At least as outlined by Mark Newman, Technotree chief analyst and Dean Ramsay, principal analyst, there are two key implications: a culture shift and a business model.
The former is more subjective: telco organizations need to operate “digitally.” The latter is harder: can telcos really change their business models; the ways they earn revenue; their customers and value propositions?
It might be easier to describe the desired cultural or technology changes, even without a change in business model. Digital touchpoints; higher research and development spending; use of native cloud computing; a developer mindset and data-driven product development.
Most of us might agree that doing such things is good, but does not necessarily mean telcos become something else.
The key to possible business model changes comes specifically with the notion that telcos can become “platforms.” And even that overused term is subject to huge differences of meaning. Some use the classic “computing” definition that a platform is “hardware or software that other software can run on.”
Think “operating system” or even containers, program application interfaces, languages or X as a service as examples. In that sense, telcos might hope to become “techcos” by advancing their capabilities as application enablers.
There is a tougher definition, though. A platform business model essentially involves becoming an exchange or marketplace, more than remaining a direct supplier of some essential input in the value chain. It is, in short, to function as a matchmaker. That is a different business model entirely.
For most of history, most businesses have used a pipe model, creating and then selling products to buyers.
The platform facilitates selling and buying. A pipe business focuses more on efficiency in its value chain, where a platform focuses more on orchestrating interactions between members.
The platform allows participants in the exchange to find each other.
Platforms are built on resource orchestration; pipes are built on resource control. Value quite often comes from the contributions made by community members rather than ownership or control of scarce inputs vertically integrated by a supplier.
In other words, using a “computer function” definition of “platform” implies one set of changes; using the “business model” definition is something else entirely.
The point is that as useful as the phrase “we are not a telco; we are a techco” might be, it is marketing jargon. “Being digital” or “moving fast” or “being cloud native” or “boosting research and development” arguably are cultural changes many businesses can benefit from.
It is not so clear that such changes (equivalent perhaps to the change from analog to digital) necessarily change a business model, though they might often improve the existing model.
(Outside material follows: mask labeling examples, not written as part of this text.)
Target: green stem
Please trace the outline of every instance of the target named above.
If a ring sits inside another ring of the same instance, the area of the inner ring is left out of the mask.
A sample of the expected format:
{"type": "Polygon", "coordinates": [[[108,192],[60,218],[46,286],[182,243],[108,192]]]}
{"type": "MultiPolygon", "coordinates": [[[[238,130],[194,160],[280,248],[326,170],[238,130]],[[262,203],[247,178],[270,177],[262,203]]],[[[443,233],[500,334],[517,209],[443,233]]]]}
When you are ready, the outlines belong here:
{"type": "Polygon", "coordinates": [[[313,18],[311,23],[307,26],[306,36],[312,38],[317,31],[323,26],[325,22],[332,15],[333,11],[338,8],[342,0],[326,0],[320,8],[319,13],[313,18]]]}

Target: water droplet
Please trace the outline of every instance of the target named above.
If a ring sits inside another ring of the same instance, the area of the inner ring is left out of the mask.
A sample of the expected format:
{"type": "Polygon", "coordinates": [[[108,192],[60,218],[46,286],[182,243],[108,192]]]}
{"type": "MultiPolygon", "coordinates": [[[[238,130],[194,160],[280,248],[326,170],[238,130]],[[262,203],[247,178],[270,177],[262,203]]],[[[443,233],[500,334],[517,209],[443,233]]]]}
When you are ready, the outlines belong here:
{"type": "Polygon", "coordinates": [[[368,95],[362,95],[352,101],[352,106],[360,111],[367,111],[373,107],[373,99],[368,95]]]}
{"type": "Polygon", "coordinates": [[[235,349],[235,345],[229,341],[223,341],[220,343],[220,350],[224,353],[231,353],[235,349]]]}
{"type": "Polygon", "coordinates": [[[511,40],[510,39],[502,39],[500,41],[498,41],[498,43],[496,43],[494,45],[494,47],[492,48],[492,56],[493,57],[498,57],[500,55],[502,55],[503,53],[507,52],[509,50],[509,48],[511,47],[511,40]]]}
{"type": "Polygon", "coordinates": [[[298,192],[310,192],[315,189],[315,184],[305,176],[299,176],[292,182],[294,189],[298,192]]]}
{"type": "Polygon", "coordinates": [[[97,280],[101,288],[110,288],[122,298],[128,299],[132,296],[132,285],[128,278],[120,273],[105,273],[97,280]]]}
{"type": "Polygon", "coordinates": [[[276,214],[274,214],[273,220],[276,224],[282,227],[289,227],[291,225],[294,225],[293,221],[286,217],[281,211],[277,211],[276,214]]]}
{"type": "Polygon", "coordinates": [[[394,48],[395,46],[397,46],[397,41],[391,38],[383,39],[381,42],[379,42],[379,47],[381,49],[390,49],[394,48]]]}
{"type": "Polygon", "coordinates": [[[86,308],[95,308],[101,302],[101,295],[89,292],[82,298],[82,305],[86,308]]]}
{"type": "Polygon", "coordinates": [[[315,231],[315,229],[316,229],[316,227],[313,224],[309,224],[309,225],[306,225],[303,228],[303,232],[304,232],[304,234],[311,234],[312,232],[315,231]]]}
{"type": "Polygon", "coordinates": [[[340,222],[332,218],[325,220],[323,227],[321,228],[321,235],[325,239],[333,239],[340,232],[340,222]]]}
As helpful as it should be to adapt to native cloud, developer-friendly applications and networks, use data effectively or boost research or development, none of those attributes or activities necessarily changes the business model.
If “becoming a techco” means lower operating costs; lower capital investment; faster product development or happier customers, that is a good thing, to be sure. Such changes can help ensure that a business or industry is sustainable.
The change to “techco” does not necessarily boost the equity valuation of a “telco,” however. To accomplish that, a “telco” would have to structurally boost its revenue growth rates to gain a higher valuation; become a supplier of products with a higher price-to-earnings profile, higher profit margins or business moats.
What would be more relevant, then, is the ability of the “change from telco to techco” to serve new types of customers; create new and different revenue models; develop higher-value roles and products or add new roles “telcos” can perform in the value chain or ecosystem.
That is the profound meaning some of us would say “techco” represents, if it can be achieved. To what extent can “telcos” earn lots of money--perhaps most of their money--from acting as a marketplace, rather than as creators and sellers of products built around connectivity?
To be sure, if “becoming a techco” has other intermediate value, such as boosting revenues and profits while reducing costs and speeding new product creation, the process would still have value.
It would perhaps be the business model equivalent of the transition from analog to digital processes overall. That is important, but does not transform a telco into something else, which is what all the verbiage about “techco” implies.
It is too early to assess whether “techco” is simply a change in marketing hype or something more profound.